One of four in the CDC Museum collection, this Shapona is on display. The figure was commissioned along with several others in 1969 from a fetisheur from Abeokuta (near Lagos) shortly before the May Inter-regional Seminar on Smallpox Eradication held in Lagos.

It is a unique carved wooden figure upon which are layered meaningful objects such as monkey skulls, cowrie shells, and fur. Yoruba legend held that the supreme god delegated authority over various kingdoms of the world to his two sons. To his second born son, Shango, he gave control of the sky ; but to his eldest, Shapona, he gave control of the earth, who nourished man by giving him all the grains of the earth, but when he punished, he caused those grains men had eaten to come out on their skins (Challenor 1971, 57-59). Thus, smallpox was an indication of divine displeasure. Formal worship of Shapona was highly controlled by specific priests in charge of shrines to the god. People believed that if angered, the priests were believed capable of causing smallpox outbreaks themselves. Although the British colonial rulers banned the worship of Shapona in 1907 because they suspected the priests of deliberately spreading smallpox, the god continued to be worshipped.

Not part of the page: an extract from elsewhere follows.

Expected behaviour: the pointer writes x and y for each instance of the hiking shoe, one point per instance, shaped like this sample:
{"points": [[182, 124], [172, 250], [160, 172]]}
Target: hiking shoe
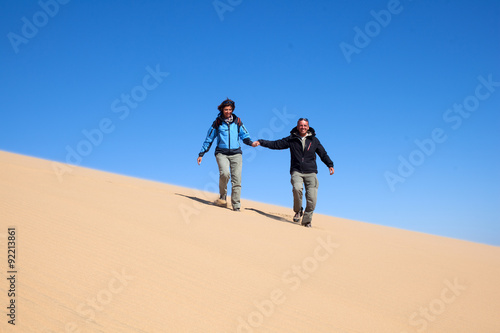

In the 1960s and 1970s, WHO and CDC vaccination teams in Dahomey, Togo, and western Nigeria encountered some cultural resistance from Shapona worshippers who thought they were being asked to make war on one of their own deities. Ultimately, these cultural challenges were met and overcome in this part of Africa as well as other parts of the world. Don Millar, Director of the Smallpox Eradication Program, wrote in a 1969 memo to Smallpox Eradication Program personnel, “Immediately after Christmas, George Lythcott came in for two days of consultation, bearing with him a gift of great import from Rafe and Ilze Henderson – an authentic Soponna [sic] fetish of the Babaligbo cult of Aebokuta, Western Nigeria. Rafe’s comment which accompanied the fetish, ‘In hopes this will soon be a relic of the past’.” Eleven years later, in 1980, the World Health Organization officially declared smallpox eradicated.